The Ministry of Labour and Community Re-Insertion and the UN World Food Programme (WFP) have distributed enough rations for everyone at the camps – from rice, corn-soy blend, oil to sugar. WFP said it has held cooking demonstrations to show parents how to make use of the fortified corn-soy blend.

On the political front, Secretary-General Kofi Annan’s Special Envoy Ian Martin continued his rounds of meetings with the political leaders in his dual role of planning for the next state of UN aid and lending his good offices to help to resolve of crisis.

At the moment a military and police force from Australia, New Zealand, Portugal and Malaysia, invited in by the Government, is helping to keep order, but Mr. Annan has said it is obvious that the UN will have to go back “in a much larger form than we are at the moment.”

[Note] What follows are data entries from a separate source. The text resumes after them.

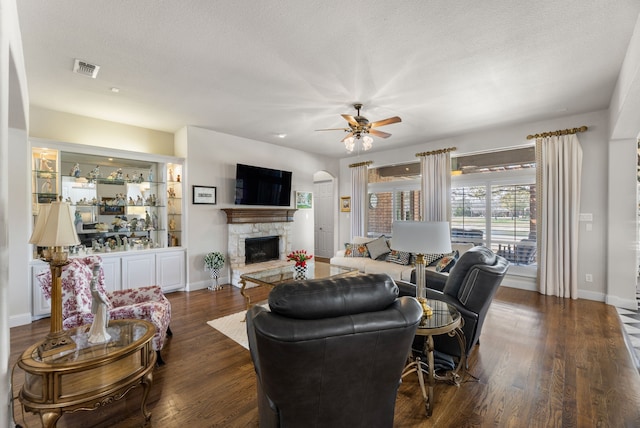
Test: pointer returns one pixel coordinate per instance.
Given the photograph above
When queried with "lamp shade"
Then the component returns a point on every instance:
(421, 237)
(41, 220)
(59, 230)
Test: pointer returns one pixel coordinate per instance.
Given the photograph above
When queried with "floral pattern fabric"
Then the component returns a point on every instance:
(147, 303)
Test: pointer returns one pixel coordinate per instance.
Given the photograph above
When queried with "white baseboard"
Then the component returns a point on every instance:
(631, 304)
(18, 320)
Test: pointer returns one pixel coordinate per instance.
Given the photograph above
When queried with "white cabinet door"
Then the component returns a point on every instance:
(112, 273)
(170, 270)
(40, 306)
(138, 271)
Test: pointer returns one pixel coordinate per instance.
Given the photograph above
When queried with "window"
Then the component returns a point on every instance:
(394, 194)
(493, 201)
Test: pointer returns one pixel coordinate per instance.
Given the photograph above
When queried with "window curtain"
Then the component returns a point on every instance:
(359, 211)
(435, 168)
(558, 177)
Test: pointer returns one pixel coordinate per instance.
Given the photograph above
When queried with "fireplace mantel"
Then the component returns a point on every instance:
(259, 215)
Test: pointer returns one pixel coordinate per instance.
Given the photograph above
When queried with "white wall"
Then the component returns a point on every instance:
(211, 161)
(14, 107)
(593, 245)
(72, 128)
(622, 238)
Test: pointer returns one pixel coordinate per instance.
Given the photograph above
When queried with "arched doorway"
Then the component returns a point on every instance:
(325, 212)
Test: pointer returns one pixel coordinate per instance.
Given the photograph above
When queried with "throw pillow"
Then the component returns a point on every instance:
(378, 247)
(399, 257)
(446, 263)
(355, 250)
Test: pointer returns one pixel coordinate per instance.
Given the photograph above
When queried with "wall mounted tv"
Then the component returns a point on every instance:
(262, 186)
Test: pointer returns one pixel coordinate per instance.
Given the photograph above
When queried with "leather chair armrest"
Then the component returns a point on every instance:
(406, 288)
(435, 280)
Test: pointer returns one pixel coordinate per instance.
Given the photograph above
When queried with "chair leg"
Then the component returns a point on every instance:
(159, 360)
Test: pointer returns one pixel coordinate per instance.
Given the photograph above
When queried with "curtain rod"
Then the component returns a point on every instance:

The world body first set up the UN Transitional Administration in East Timor (UNTAET) in 1999 after the country voted for independence from Indonesia, which had taken it over at the end of Portugal’s colonial rule in 1974. Mr. Martin was Mr. Annan's Special Representative in the territory then. This robust structure was kept until independence in 2002, when UNTAET was replaced with a downsized operation, the UN Mission of Support in East Timor (UNMISET).

This in turn was succeeded by the current, even smaller UN office in Timor-Leste (UNOTIL), which has a mandate through 20 August. The Security Council has asked Mr. Annan to report back on a possible expanded UN presence in the country by early August.